Why I prefer Maelle’s ending
Spoilers under cut.
Let’s start with what we know from in-game:
Maelle could die while in the canvas, but we know her father survived 69 canvas years trapped under a rock. He’s more experienced, but she has the resilience of youth.
When Verso is dying in Maelle’s arms, he says to her “I don’t want this life”, and she is saying, “All I wanted was this one life for us”, and she asks him if being able to grow old would change how he saw things.
In the epilogue, at least a decade has passed. Maelle looks older, Verso looks older, and he and Lune have a pre-teen son. Maelle has clearly kept her word, both in making Verso able to age, and in that she just wanted the one lifetime with her brother, given that she too is ageing.
We can presume this is Verso’s first concert, given Maelle promised a packed auditorium and this is both packed and significant enough to be where the epilogue takes place.
Verso no longer has the scar on his face, and while there is no evidence of who removed it or when, we do know he had the ability to remove it at the time the game took place but chose not to, as a reminder of his painted family and how that broke up.
He is clearly uncomfortable up on stage, but I suspect that’s partly to do with his first concert being such a big one, and also what it means as far as his journey of recovery from all his trauma. It’s a significant step, and would still remind him of Alicia and all that happened with her.
The discordant note which plays as the view switches to Maelle’s paintress eyes is a reminder that she is still tethered to the world outside the canvas, and that this life, while it is what she wanted, it is still a painful one, for Verso but also for her. She knows that at the end of it, she will either die or return to her real world and all the pain that awaits her there.
But, because of what we already know, she may well return. She was 16 at the time of the game, and if she lives to 70 inside the canvas, that’s not a bad age for the time period that it resembles, and certainly for a post-Fracture Lumièran. If her family tend to her body and keep her hydrated she could well come out of it he canvas very little the worse for wear, having lived her dream life and returned to her real-world family to continue the process of emotional healing, bolstered by the memories and maturity she built while inside the canvas.

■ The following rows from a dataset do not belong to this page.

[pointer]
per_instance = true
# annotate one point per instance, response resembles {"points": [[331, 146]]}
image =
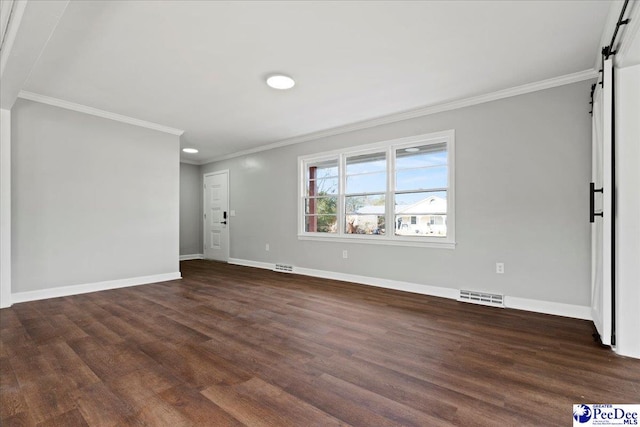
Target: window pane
{"points": [[321, 223], [368, 183], [325, 169], [365, 224], [367, 163], [321, 206], [369, 205], [321, 187], [419, 179], [421, 214], [421, 156]]}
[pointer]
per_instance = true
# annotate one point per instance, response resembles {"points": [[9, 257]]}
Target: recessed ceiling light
{"points": [[280, 81]]}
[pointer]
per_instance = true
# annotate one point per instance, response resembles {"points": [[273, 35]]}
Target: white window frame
{"points": [[389, 238]]}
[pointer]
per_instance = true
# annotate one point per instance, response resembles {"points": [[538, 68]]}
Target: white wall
{"points": [[522, 167], [628, 210], [190, 210], [5, 208], [93, 201]]}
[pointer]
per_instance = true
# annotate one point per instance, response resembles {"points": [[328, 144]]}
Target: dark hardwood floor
{"points": [[230, 345]]}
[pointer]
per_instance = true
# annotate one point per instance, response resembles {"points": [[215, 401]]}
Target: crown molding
{"points": [[96, 112], [630, 32], [420, 112]]}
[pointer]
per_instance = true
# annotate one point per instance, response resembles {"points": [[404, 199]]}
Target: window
{"points": [[394, 192], [321, 197]]}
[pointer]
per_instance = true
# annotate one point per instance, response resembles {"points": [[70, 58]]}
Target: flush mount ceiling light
{"points": [[280, 81]]}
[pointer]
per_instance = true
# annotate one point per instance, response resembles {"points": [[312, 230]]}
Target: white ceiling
{"points": [[200, 65]]}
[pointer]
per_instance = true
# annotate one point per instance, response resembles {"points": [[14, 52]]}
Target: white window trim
{"points": [[390, 238]]}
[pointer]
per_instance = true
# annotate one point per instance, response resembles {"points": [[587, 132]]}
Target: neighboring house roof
{"points": [[430, 205]]}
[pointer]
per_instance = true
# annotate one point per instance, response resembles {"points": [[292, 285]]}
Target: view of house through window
{"points": [[364, 206], [393, 191], [419, 212]]}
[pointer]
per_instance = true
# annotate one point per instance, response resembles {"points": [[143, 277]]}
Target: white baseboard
{"points": [[65, 291], [191, 256], [537, 306]]}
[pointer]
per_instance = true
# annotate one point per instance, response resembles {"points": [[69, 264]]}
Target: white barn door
{"points": [[216, 218], [601, 204]]}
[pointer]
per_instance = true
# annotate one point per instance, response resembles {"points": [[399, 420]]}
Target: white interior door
{"points": [[216, 216], [601, 236]]}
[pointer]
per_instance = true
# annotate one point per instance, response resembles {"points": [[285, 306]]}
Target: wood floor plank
{"points": [[230, 345]]}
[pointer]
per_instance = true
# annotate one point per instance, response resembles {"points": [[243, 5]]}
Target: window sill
{"points": [[371, 240]]}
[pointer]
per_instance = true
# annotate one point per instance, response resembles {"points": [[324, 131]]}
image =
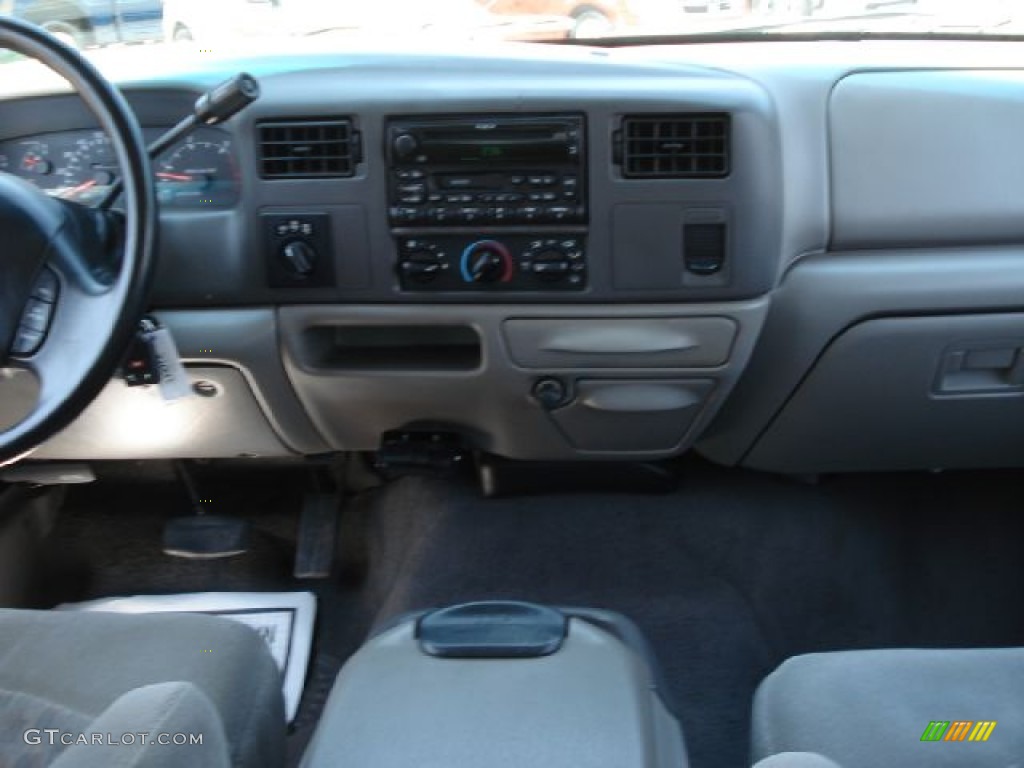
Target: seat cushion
{"points": [[83, 662], [152, 727], [866, 709]]}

By returning to her family, she could well make the case that the canvas shouldn’t be destroyed, given she managed to survive it, and thus could potentially Lumière indefinitely.
All this to say, I think the Maelle ending allows for her to experience both “endings” if we extrapolate to a best-case scenario regarding her body in the real world. While Verso didn’t want to keep living the life he had, Maelle was able to give him a different life; one he had thought impossible. It was painful, but recovery always is, and he had a family of his own to help soften it.
And all this of course is without having gone into the ethics of killing what seem to be not only sentient, but sapient beings that live inside the canvas. Verso, in wanting to destroy it, is making that choice not just for himself but for everyone who lives there, and if one accepts that they are sentient and sapient, it isn’t a choice he can be allowed to make for all of them.
So, yeah. I prefer the Maelle ending.